5 Tips to Reduce Employee Turnover

In my last blog, I wrote about the hidden costs of employee turnover. Unfortunately, there is no way to completely eliminate employee turnover, but there are ways to significantly reduce it. Here are 5 tips to reduce employee turnover:
1. People – I’m going to break this up into two parts:

  • Hire the right people – If you follow my blogs, you’ll recall that I’ve mentioned this concept on many occasions. It’s quite simple – if you hire the right person to begin with, you won’t have to worry about finding a replacement. Define the role clearly and make sure both yourself and the candidate understand it. Keep in mind that the most qualified person for the job may not be the best cultural fit within your office. You may need to compromise and settle for the candidate with the 2nd best work experience if they are a better cultural fit with your existing staff. If not, you may not only force this person out in a short period of time, but your existing employees may start to look elsewhere if they get frustrated enough.
  • Move on from the people who don’t fit – Sometimes you just have to know when to cut your losses. We all make mistakes and that’s OK. Once you realize you’ve made a mistake, you can’t just settle and let that person continue to work. You need to make a decision and show action. An employee who doesn’t fit can make a significant impact in the office – they could be “poisoning the well” and bringing down the morale of everyone around them. For example, if you have an employee who is constantly late and never receives any type of repercussions, other folks may get annoyed with that employee and eventually you for your lack of action. If you have an employee that sits at their desk watching videos or playing games on the computer instead of working, others will pick up on that and their work/effort will decline.

2. Compensation – If you’re trying to be cheap and aren’t paying a fair wage to your employees, can you really blame them for leaving you? Many companies offer very low raises (if any) and after a while, that employee is going to realize they can make much more money elsewhere. Review pay trends and stay up to date or you’ll lose some good people.

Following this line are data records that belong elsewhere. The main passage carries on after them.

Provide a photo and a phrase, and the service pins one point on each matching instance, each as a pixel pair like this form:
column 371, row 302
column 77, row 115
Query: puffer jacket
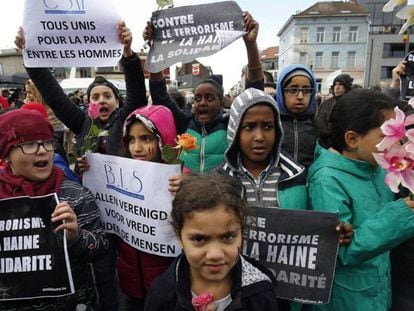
column 301, row 130
column 137, row 269
column 77, row 121
column 252, row 288
column 359, row 194
column 90, row 244
column 283, row 184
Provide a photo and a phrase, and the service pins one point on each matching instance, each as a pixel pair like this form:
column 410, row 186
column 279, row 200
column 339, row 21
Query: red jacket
column 137, row 269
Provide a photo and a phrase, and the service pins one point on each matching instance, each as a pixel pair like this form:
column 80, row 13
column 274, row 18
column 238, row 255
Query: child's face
column 211, row 240
column 207, row 103
column 297, row 103
column 257, row 135
column 143, row 144
column 366, row 144
column 36, row 166
column 105, row 97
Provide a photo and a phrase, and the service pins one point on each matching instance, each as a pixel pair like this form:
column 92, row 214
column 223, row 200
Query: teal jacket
column 359, row 194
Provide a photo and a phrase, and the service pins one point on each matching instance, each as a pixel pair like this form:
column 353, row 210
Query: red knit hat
column 35, row 106
column 21, row 125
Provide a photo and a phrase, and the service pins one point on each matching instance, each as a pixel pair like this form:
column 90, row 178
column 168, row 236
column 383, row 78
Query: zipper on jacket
column 202, row 148
column 296, row 142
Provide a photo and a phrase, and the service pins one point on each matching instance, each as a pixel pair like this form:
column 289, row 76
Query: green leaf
column 168, row 154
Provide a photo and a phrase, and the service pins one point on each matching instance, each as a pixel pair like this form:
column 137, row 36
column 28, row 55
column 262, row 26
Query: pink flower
column 399, row 165
column 202, row 301
column 93, row 110
column 394, row 129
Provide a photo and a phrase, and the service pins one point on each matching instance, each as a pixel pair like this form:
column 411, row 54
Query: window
column 350, row 61
column 335, row 60
column 320, row 33
column 303, row 58
column 395, row 50
column 304, row 35
column 336, row 34
column 318, row 59
column 386, row 72
column 353, row 34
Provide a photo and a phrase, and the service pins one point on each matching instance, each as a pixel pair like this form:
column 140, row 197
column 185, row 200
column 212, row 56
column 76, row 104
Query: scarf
column 14, row 186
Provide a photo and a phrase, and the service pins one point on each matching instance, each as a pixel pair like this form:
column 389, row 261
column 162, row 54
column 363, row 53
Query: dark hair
column 214, row 81
column 99, row 80
column 203, row 192
column 358, row 110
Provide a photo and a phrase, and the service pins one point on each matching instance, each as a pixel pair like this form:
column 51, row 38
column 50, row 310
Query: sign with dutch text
column 134, row 201
column 62, row 33
column 299, row 247
column 34, row 261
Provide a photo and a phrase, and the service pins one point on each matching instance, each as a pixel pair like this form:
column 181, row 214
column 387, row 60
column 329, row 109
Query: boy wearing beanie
column 341, row 84
column 295, row 97
column 27, row 144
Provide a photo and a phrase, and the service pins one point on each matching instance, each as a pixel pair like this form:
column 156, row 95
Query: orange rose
column 187, row 142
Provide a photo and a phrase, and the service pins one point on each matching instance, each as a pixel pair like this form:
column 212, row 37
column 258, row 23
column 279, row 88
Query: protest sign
column 34, row 261
column 184, row 33
column 407, row 80
column 71, row 34
column 299, row 247
column 134, row 201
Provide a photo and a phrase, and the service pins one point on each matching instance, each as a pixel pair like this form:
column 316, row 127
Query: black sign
column 407, row 80
column 184, row 33
column 33, row 259
column 299, row 247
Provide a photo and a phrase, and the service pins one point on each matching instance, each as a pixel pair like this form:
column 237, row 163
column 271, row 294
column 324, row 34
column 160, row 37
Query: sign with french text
column 185, row 33
column 79, row 33
column 407, row 80
column 34, row 261
column 134, row 201
column 299, row 247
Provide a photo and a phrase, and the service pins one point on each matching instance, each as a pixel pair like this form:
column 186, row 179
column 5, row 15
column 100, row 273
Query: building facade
column 327, row 37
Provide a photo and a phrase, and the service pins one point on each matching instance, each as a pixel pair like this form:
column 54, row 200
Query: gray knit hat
column 294, row 73
column 241, row 103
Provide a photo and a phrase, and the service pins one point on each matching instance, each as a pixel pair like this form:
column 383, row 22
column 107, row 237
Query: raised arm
column 52, row 93
column 158, row 90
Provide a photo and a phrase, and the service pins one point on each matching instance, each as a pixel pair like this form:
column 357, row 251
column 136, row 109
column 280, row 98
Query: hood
column 157, row 119
column 241, row 103
column 285, row 73
column 331, row 158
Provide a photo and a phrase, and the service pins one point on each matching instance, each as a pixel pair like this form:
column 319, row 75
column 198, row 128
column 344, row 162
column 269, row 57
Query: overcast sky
column 271, row 14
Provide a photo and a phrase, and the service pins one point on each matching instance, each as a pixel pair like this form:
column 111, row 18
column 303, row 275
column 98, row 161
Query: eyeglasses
column 296, row 90
column 32, row 147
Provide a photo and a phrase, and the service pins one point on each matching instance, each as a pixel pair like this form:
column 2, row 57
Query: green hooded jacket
column 359, row 194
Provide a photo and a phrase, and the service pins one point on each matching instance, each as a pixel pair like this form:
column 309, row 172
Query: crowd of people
column 276, row 146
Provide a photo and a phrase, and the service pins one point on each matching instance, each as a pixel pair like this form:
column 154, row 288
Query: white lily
column 390, row 5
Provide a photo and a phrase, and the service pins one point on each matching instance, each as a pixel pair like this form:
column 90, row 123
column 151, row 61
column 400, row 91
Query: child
column 111, row 119
column 269, row 176
column 209, row 228
column 296, row 89
column 208, row 123
column 102, row 91
column 145, row 132
column 346, row 179
column 27, row 144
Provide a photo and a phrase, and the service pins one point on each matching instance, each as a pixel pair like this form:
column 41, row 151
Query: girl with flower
column 110, row 119
column 148, row 133
column 346, row 179
column 211, row 275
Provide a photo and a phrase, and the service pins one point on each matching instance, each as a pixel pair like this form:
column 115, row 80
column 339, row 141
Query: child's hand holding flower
column 203, row 302
column 90, row 140
column 185, row 143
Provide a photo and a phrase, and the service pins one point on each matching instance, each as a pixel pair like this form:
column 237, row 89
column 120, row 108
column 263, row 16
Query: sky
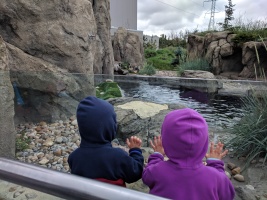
column 156, row 17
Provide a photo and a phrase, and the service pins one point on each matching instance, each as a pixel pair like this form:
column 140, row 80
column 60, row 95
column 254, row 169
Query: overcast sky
column 170, row 16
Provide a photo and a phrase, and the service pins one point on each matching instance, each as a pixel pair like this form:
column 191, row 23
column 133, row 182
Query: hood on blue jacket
column 97, row 121
column 185, row 137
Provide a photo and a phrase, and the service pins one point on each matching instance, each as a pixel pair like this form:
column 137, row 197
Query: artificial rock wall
column 227, row 58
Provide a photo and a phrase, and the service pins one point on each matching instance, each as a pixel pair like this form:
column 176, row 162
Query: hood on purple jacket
column 185, row 137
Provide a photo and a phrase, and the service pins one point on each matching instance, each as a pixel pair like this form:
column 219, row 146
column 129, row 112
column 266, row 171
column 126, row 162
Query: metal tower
column 212, row 14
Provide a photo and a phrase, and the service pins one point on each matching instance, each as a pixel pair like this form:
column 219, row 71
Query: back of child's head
column 185, row 137
column 96, row 120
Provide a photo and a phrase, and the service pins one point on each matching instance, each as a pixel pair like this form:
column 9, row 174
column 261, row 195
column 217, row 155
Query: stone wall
column 7, row 132
column 226, row 57
column 53, row 50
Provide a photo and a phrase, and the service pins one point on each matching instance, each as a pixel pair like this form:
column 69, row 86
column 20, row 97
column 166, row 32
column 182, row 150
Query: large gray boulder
column 54, row 48
column 226, row 57
column 252, row 66
column 128, row 48
column 7, row 133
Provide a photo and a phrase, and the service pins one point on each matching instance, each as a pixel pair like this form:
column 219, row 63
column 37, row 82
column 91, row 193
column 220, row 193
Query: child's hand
column 217, row 152
column 157, row 145
column 134, row 142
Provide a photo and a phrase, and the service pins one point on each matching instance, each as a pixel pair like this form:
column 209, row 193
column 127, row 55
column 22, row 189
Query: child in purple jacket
column 184, row 139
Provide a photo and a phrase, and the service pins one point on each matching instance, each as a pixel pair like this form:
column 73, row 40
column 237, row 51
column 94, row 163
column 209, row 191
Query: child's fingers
column 224, row 153
column 152, row 145
column 128, row 142
column 211, row 147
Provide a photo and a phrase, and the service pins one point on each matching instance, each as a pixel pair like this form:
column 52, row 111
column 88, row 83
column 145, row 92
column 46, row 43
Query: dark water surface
column 219, row 111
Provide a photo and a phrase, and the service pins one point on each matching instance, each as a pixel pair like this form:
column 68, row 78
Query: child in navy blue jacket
column 96, row 158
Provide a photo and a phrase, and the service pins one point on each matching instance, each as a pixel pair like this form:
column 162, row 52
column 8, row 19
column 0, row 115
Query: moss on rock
column 108, row 90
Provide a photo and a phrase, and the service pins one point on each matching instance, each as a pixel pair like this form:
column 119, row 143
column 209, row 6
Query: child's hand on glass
column 134, row 142
column 216, row 152
column 157, row 145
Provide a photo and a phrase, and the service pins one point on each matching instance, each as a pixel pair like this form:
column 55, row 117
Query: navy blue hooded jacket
column 96, row 158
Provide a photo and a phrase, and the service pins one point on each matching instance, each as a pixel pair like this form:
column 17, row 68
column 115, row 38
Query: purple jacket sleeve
column 217, row 164
column 148, row 174
column 227, row 190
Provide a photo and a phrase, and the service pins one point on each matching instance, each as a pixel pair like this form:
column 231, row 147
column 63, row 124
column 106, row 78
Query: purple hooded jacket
column 185, row 140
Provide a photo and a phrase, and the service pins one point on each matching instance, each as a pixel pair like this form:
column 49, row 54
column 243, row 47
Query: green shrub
column 242, row 37
column 148, row 70
column 250, row 133
column 150, row 53
column 197, row 64
column 108, row 90
column 163, row 59
column 22, row 142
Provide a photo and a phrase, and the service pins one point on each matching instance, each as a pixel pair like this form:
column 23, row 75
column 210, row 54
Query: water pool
column 220, row 112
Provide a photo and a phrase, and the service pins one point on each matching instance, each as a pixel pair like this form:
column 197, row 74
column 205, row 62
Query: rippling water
column 220, row 112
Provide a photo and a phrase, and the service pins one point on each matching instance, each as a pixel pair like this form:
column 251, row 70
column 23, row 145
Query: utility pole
column 212, row 14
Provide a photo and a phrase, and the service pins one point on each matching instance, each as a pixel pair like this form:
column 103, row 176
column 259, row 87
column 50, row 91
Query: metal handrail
column 64, row 185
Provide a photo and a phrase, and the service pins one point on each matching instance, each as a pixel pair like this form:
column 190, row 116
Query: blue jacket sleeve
column 133, row 165
column 148, row 175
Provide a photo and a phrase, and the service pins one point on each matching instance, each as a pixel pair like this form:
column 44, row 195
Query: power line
column 177, row 8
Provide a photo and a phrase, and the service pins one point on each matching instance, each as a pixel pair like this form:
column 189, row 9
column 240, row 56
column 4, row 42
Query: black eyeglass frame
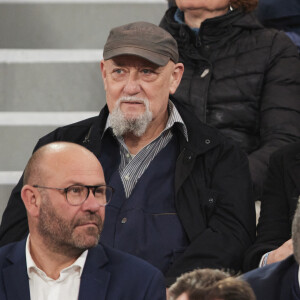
column 89, row 187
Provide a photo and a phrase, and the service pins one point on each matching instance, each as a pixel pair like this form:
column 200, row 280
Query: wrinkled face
column 132, row 83
column 63, row 227
column 183, row 296
column 210, row 5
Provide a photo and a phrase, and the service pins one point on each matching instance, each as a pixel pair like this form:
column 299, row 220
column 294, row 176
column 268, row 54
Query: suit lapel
column 15, row 274
column 95, row 278
column 294, row 169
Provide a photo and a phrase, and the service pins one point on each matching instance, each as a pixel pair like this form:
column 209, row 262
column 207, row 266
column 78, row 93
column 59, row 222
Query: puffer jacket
column 244, row 80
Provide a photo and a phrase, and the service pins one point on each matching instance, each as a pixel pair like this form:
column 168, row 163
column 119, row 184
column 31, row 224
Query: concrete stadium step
column 51, row 80
column 21, row 132
column 5, row 191
column 62, row 24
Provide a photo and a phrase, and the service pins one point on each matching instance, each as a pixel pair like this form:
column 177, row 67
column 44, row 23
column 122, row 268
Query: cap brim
column 156, row 58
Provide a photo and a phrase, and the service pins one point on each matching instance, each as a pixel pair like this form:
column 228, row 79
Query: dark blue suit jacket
column 278, row 281
column 107, row 274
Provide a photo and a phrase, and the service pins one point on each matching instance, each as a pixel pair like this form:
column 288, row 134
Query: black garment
column 212, row 193
column 242, row 79
column 279, row 202
column 278, row 281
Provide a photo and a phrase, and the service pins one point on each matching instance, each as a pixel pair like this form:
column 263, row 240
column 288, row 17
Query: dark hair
column 209, row 284
column 230, row 289
column 245, row 5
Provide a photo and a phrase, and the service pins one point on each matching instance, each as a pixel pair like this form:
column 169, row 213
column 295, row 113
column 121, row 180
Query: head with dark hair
column 296, row 233
column 195, row 282
column 230, row 289
column 245, row 5
column 209, row 284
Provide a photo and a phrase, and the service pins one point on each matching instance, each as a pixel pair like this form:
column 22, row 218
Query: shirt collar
column 174, row 117
column 31, row 266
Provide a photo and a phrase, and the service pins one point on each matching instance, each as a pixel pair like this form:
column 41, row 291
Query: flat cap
column 141, row 39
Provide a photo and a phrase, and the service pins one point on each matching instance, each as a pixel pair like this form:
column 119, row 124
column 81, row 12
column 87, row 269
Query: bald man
column 65, row 195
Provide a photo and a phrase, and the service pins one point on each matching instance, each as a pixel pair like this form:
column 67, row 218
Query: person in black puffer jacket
column 239, row 77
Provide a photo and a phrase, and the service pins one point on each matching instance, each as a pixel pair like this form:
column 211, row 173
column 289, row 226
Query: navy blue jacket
column 213, row 193
column 107, row 274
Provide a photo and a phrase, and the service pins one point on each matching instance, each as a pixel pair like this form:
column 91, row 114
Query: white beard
column 121, row 124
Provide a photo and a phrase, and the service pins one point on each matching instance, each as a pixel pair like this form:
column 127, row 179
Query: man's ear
column 32, row 199
column 176, row 77
column 103, row 72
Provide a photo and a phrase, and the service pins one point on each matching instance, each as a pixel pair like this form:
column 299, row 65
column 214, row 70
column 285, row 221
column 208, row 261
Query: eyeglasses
column 76, row 194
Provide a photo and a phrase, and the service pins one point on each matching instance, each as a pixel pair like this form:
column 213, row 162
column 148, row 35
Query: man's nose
column 132, row 86
column 91, row 203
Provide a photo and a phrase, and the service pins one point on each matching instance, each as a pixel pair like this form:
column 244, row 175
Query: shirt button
column 204, row 73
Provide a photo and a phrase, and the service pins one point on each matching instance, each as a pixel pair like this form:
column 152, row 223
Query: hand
column 281, row 253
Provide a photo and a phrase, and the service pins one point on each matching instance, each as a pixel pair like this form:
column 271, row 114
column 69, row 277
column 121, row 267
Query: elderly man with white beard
column 280, row 280
column 183, row 193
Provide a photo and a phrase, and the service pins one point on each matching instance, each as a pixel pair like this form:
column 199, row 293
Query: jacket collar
column 95, row 278
column 294, row 169
column 213, row 32
column 15, row 274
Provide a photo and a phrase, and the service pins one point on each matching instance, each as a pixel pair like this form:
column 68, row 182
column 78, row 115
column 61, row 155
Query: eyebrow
column 125, row 64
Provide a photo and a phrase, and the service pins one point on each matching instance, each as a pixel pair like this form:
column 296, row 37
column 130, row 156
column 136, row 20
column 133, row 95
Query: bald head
column 55, row 158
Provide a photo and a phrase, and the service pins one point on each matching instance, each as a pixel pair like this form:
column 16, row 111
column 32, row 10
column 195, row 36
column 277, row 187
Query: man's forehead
column 132, row 60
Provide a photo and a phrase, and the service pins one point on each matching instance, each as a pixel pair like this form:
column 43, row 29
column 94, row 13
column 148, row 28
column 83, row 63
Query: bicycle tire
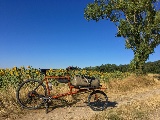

3. Recognize & Reward – You need to show your staff that you appreciate and value them. Some people are happy with a simple pat on the back or a verbal “way to go!”. Others may want cash. Find out what motivates your employees so you can properly reward them for a job well done. For example, I work with an avid golfer. Instead of a cash bonus, I may take him out for a round of golf at my expense. Another coworker of mine goes out to lunch every single day instead of bringing a lunch. For him, a gift card to one of his frequently visited restaurants may be a good idea.

4. Flexibility – This refers to work/life balance. If you don’t give your employees down time and expect them to work around the clock for you, you’re going to push people away. Family time is important and if you don’t allow your employees to have some time to focus on themselves, you’re going to burn them out. Employees understand that sometimes a little extra work is needed and they’ll put in the time and effort, but if you’re a micro-manager who expects your team to be available at all hours of the night and on weekends, you better start looking for replacements.

5. Development & Growth – Most employees look to develop their skills and improve on their work experience. If you’re not placing an emphasis on developing your staff, chances are they’ll start looking elsewhere. Also, most employees will want to advance in the company. If you won’t promote internally and always look to hire someone new from outside of your company, you’re sending a message to your team that they aren’t qualified or that you don’t care.

Use these tips to help build the right culture in your organization and keep the employee turnover rates down. By doing so, you’ll see your best employees stay and your business will be productive for many years.